In order to determine the parameter \(\sigma\) however, it is (finally!) necessary to look at the physics. For \(N=1\) gas particle with Hamiltonian \(H\), its semi-classical canonical partition function \(Z\) is:
\[Z=\frac{1}{h^3}\int_{\textbf x,\textbf p\in\textbf R^6}e^{-\beta H}d^3\textbf xd^3\textbf p\]
For an ideal gas, the classical Hamiltonian is just \(H=|\textbf p|^2/2m\), so if the container has volume \(V=\int_{\textbf x\in\textbf R^3}d^3\textbf x\) then:
\[Z=\frac{V}{h^3}\int_{\textbf p\in\textbf R^3}e^{-\beta p^2/2m}d^3\textbf p\]

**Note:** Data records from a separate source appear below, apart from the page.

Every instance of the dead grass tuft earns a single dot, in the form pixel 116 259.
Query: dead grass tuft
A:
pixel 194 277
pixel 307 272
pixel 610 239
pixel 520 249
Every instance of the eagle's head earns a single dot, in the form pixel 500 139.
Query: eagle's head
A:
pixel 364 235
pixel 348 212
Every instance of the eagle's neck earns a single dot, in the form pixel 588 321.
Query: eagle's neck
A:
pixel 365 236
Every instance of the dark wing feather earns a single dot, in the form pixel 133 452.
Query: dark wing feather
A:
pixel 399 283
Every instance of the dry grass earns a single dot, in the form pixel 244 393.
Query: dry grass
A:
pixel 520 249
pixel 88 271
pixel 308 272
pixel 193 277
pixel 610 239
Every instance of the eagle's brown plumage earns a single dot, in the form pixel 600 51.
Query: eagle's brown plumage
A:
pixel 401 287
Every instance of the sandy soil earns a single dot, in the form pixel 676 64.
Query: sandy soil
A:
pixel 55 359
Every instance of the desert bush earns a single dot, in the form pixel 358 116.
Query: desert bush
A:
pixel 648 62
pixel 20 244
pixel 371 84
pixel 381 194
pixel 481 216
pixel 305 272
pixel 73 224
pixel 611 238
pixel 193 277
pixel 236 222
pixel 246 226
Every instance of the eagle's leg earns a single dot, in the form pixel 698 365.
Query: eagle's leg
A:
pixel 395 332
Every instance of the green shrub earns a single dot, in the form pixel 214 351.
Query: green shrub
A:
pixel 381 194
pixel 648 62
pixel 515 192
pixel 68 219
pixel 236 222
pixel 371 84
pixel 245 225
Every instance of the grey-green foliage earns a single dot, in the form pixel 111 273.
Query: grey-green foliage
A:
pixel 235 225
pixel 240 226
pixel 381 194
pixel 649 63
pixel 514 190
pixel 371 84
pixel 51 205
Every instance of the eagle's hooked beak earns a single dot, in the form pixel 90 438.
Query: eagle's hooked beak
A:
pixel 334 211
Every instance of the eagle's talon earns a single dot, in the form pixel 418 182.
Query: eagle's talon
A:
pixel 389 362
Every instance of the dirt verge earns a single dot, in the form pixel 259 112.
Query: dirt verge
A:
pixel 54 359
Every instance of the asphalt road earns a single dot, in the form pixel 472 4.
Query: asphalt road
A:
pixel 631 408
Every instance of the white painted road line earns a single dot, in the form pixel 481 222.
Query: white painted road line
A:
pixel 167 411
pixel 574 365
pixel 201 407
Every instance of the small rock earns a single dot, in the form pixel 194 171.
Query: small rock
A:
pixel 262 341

At this point the quick way to obtain \(\sigma\) would be to recognize that the semi-classical canonical partition function is the normalization factor in the Boltzmann distribution of the canonical ensemble, so the integrand must be proportional to the probability density function for the momentum random vector \(\textbf P\), from which one can directly see (using \(p^2/2m=mv^2/2\)) that \(1/2\sigma^2=\beta m/2\) so \(\sigma=1/\sqrt{\beta m}=\sqrt{kT/m}\). Alternatively, if that was too slick, one can also separate out the \(3\) Gaussian integrals in the Poisson fashion to get:
\[Z=\frac{V}{\lambda^3}\]
with \(\lambda=\sqrt{\frac{2\pi\hbar^2}{mkT}}\) the thermal de Broglie wavelength of the gas particles. Since the gas is ideal, hence non-interacting, the semi-classical canonical partition function for \(N\) ideal gas particles (denoted \(Z\) again by abuse of notation) is:
\[Z=\frac{V^N}{N!\lambda^{3N}}\]
where the \(N!\) is to avert the Gibbs paradox by accounting for identical particles (although see the article on the Gibbs paradox by E.T. Jaynes). Armed with \(Z\), everything else is at most a few derivatives away. The most immediate is the Helmholtz free energy \(F=-kT\ln Z\approx -NkT\left(\ln V-\ln N-3\ln\lambda+1\right)\) from which one deduces that the pressure \(p=-\frac{\partial F}{\partial V}=\frac{NkT}{V}\) follows the ideal gas law. The expected total energy is \(\langle E\rangle =-\partial\ln Z/\partial\beta=\frac{3}{2}NkT\) with \(C_V=\partial\langle E\rangle/\partial T=\frac{3}{2}Nk\) the heat capacity and by the fluctuation-dissipation theorem \(\sigma_E^2=kT^2C_V=3Nk^2T^2/2\) so that the relative fluctuations \(\sigma_E/\langle E\rangle=\sqrt{2/3N}\) become vanishingly small in the thermodynamic limit. The entropy \(S=k(\beta\langle E\rangle+\ln Z)\) is then given by the Sackur-Tetrode equation:
\[S=Nk\left(\ln\frac{V}{N\lambda^3}+\frac{5}{2}\right)\]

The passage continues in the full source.